3

I tried to grep a 1M row '|' separated file with 320K patterns from another file with piping to Ole Tange's parallel package and piping the matched results into another file. I am using Cygwin on Windows 7 with 24 cores and 16GB physical memory.

The command I used after going thru this link Grepping a huge file (80GB) any way to speed it up?

< matchReport1.dat parallel --pipe --block 2M LC_ALL=C grep --file=nov15.DAT > test.match

where matchReport1.dat is the 1M row '|' separated file and the 320K patterns are stored in nov15.DAT. The task manager activity hits all 24 cores and the amount of physical memory usage jumps to ~15GB and I start getting messages that grep memory has been exhausted.

I then tried to split the nov15.DAT patterns file into 10 smaller chunks and run grep of those

parallel --bar -j0 -a xaa "LC_ALL=C grep {} matchReport1.dat" > testxaa

but this just takes too long (only 1.6K out of 30K lines grepping took aout 15 minutes).

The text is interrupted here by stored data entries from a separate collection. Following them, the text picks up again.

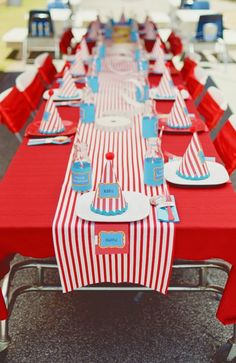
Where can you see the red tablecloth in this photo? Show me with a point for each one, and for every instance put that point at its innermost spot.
(30, 190)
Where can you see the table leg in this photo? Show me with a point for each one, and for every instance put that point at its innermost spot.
(4, 337)
(227, 352)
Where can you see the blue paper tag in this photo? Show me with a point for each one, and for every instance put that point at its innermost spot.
(111, 239)
(108, 190)
(201, 156)
(46, 116)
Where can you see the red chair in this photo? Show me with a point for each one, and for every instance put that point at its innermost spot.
(14, 110)
(212, 106)
(225, 144)
(175, 44)
(65, 42)
(190, 62)
(196, 82)
(45, 67)
(32, 86)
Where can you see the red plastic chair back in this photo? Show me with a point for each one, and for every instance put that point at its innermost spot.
(188, 67)
(210, 110)
(34, 91)
(14, 110)
(148, 44)
(194, 87)
(91, 44)
(225, 144)
(47, 71)
(65, 41)
(176, 47)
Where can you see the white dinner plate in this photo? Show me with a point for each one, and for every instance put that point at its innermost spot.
(218, 174)
(152, 94)
(138, 208)
(56, 95)
(113, 123)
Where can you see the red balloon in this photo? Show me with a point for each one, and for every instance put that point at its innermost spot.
(110, 156)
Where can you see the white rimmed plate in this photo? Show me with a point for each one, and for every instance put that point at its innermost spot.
(56, 95)
(113, 123)
(138, 208)
(153, 94)
(218, 174)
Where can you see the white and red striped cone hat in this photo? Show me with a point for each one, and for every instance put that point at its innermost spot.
(178, 117)
(84, 49)
(122, 18)
(68, 88)
(150, 32)
(166, 87)
(109, 199)
(157, 50)
(77, 68)
(193, 165)
(51, 122)
(159, 66)
(93, 31)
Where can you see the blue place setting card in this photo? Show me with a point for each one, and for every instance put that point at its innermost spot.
(111, 239)
(108, 190)
(163, 203)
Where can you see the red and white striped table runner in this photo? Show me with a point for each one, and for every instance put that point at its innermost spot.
(149, 260)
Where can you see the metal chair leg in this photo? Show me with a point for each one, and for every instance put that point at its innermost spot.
(4, 337)
(227, 352)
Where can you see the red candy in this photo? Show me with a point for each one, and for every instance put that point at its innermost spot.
(192, 129)
(110, 156)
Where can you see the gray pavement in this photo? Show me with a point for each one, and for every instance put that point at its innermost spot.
(98, 327)
(92, 327)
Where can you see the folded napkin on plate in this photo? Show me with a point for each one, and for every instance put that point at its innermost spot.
(162, 210)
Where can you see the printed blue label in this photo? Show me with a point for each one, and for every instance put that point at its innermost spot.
(81, 178)
(201, 156)
(111, 239)
(108, 190)
(46, 116)
(158, 172)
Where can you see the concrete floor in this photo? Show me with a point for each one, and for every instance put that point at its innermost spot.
(98, 327)
(92, 327)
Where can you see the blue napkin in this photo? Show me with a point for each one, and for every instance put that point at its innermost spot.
(162, 213)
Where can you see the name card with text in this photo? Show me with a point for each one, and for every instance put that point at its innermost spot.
(111, 238)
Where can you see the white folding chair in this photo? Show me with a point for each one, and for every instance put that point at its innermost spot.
(25, 79)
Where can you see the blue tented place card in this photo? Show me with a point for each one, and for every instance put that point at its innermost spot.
(108, 190)
(111, 238)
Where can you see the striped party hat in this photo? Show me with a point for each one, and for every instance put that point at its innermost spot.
(159, 66)
(157, 50)
(84, 49)
(193, 164)
(166, 87)
(77, 68)
(109, 199)
(178, 117)
(150, 32)
(68, 88)
(122, 18)
(51, 122)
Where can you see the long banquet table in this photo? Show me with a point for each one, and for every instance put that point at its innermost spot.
(31, 187)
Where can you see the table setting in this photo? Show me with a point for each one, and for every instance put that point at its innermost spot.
(125, 193)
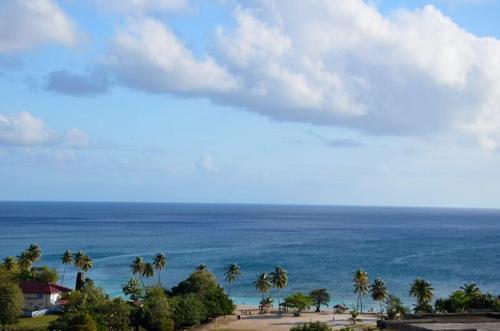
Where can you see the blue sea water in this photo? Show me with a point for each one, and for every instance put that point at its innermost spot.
(319, 246)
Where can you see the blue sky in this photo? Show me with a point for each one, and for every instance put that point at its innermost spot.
(333, 102)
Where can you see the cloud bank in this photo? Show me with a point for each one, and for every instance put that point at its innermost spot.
(338, 63)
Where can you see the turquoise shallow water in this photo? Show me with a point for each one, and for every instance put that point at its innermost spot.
(319, 246)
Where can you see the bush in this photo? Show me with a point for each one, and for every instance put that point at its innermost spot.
(314, 326)
(188, 310)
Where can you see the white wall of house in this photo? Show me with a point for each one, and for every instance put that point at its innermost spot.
(37, 301)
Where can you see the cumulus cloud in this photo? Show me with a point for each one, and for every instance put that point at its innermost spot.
(24, 129)
(147, 55)
(339, 63)
(28, 23)
(66, 82)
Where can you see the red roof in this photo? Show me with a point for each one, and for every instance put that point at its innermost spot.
(43, 287)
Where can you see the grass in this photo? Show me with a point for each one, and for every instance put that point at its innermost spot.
(40, 321)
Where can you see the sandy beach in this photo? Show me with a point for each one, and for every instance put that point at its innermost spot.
(273, 322)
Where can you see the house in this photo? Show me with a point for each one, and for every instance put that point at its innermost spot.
(41, 295)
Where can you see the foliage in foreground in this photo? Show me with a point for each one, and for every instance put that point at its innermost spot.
(314, 326)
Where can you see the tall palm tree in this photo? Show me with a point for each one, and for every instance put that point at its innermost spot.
(34, 253)
(66, 259)
(379, 292)
(148, 271)
(263, 284)
(160, 262)
(24, 261)
(360, 280)
(137, 267)
(421, 290)
(470, 290)
(279, 279)
(202, 267)
(232, 272)
(10, 263)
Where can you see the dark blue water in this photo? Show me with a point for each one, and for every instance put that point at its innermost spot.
(319, 246)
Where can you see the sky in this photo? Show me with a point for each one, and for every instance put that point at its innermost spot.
(304, 102)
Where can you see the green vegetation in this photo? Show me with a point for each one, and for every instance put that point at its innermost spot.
(299, 302)
(320, 297)
(422, 290)
(360, 284)
(314, 326)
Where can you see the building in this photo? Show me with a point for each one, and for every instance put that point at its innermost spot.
(448, 322)
(41, 295)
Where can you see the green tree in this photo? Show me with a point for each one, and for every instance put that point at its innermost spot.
(231, 273)
(279, 279)
(10, 263)
(148, 271)
(360, 284)
(263, 284)
(299, 301)
(188, 310)
(422, 290)
(66, 259)
(320, 297)
(160, 263)
(312, 326)
(379, 292)
(76, 321)
(133, 289)
(137, 267)
(11, 303)
(34, 253)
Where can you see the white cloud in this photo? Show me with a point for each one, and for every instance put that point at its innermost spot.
(27, 23)
(143, 6)
(24, 129)
(147, 55)
(206, 164)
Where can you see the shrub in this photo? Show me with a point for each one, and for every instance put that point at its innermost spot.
(314, 326)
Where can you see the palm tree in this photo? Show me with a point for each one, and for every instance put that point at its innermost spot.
(137, 267)
(148, 271)
(470, 290)
(24, 261)
(263, 284)
(232, 272)
(379, 292)
(360, 280)
(160, 262)
(421, 290)
(279, 279)
(320, 297)
(66, 259)
(10, 263)
(34, 253)
(202, 267)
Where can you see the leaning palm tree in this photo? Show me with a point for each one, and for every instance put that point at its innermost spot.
(279, 279)
(34, 253)
(137, 267)
(360, 280)
(148, 271)
(160, 262)
(24, 261)
(232, 272)
(263, 284)
(379, 292)
(10, 263)
(202, 267)
(421, 290)
(66, 259)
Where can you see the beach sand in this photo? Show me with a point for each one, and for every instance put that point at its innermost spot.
(273, 322)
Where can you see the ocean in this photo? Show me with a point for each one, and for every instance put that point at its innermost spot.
(319, 246)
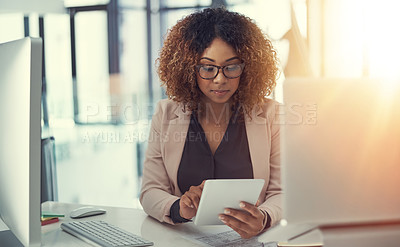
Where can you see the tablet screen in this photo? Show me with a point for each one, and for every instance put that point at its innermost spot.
(219, 194)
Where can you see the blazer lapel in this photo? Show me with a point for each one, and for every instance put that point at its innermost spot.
(178, 125)
(257, 136)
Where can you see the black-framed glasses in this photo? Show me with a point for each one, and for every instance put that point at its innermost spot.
(209, 71)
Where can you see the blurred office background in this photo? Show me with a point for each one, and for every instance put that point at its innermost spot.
(100, 86)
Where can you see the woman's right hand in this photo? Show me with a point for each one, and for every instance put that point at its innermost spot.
(190, 201)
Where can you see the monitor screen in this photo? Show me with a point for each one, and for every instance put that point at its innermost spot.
(20, 142)
(340, 151)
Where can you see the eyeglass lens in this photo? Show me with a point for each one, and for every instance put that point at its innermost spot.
(211, 71)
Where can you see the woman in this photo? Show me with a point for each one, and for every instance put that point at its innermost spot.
(217, 67)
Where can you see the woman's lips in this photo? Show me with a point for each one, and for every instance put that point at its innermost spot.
(220, 92)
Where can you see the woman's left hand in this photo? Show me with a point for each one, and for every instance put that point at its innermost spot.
(248, 222)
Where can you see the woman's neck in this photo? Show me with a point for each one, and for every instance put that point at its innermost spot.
(216, 113)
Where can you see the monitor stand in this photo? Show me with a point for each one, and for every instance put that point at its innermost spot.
(7, 238)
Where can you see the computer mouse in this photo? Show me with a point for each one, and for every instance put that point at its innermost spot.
(86, 212)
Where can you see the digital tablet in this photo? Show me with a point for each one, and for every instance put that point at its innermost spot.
(219, 194)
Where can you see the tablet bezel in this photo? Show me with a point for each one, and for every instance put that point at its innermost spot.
(219, 194)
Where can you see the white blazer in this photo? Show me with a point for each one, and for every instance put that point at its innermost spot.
(164, 152)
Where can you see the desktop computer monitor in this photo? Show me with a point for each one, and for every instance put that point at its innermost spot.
(20, 140)
(340, 152)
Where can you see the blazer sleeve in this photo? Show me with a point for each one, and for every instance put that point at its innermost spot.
(273, 197)
(156, 194)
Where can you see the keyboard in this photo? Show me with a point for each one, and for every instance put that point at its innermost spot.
(103, 234)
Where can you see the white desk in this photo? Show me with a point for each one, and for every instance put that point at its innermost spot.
(132, 220)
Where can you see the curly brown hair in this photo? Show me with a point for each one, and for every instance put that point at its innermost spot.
(186, 42)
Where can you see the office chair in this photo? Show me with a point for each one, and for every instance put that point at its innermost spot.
(49, 189)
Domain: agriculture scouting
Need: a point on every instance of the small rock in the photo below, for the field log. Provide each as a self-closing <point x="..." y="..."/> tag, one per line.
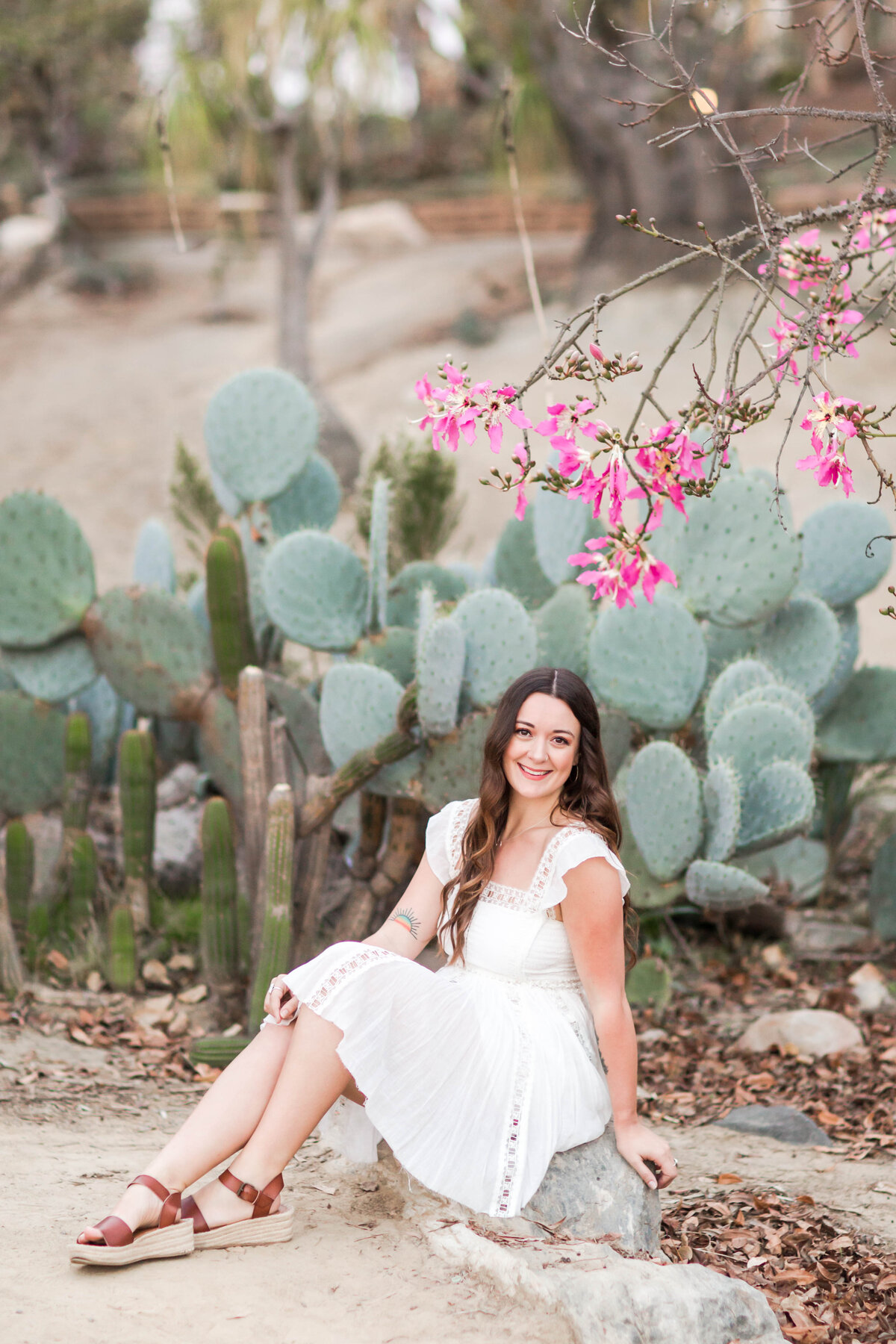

My nov15.DAT pattern file consists of strings like 'A12345M' and the file where this pattern needs to match i.e. matchReport1.dat has strings like 'A12345M_dfdf' and 'A12345M_02' so cannot use the -F option in grep. Could someone suggest a fix or any other option other than using databases?

Heres a sample

nov15.DAT -> http://pastebin.com/raw/cUeGcYLb

matchReport1.dat -> http://pastebin.com/raw/01KSGN6k

Community
  • 1
  • 1
andrnev
  • 410
  • 2
  • 12
  • Add to your question some lines of matchReport1.dat and some lines of nov15.DAT. – Cyrus Dec 29 '15 at 18:58
  • 1
    This may be helpful: [EXAMPLE: Grepping n lines for m regular expressions](http://www.gnu.org/software/parallel/man.html#EXAMPLE:-Grepping-n-lines-for-m-regular-expressions) – Cyrus Dec 29 '15 at 20:53

2 Answers2

1

I assume that you only want to compare strings from nov15.DAT with start of the second column from matchReport1.dat.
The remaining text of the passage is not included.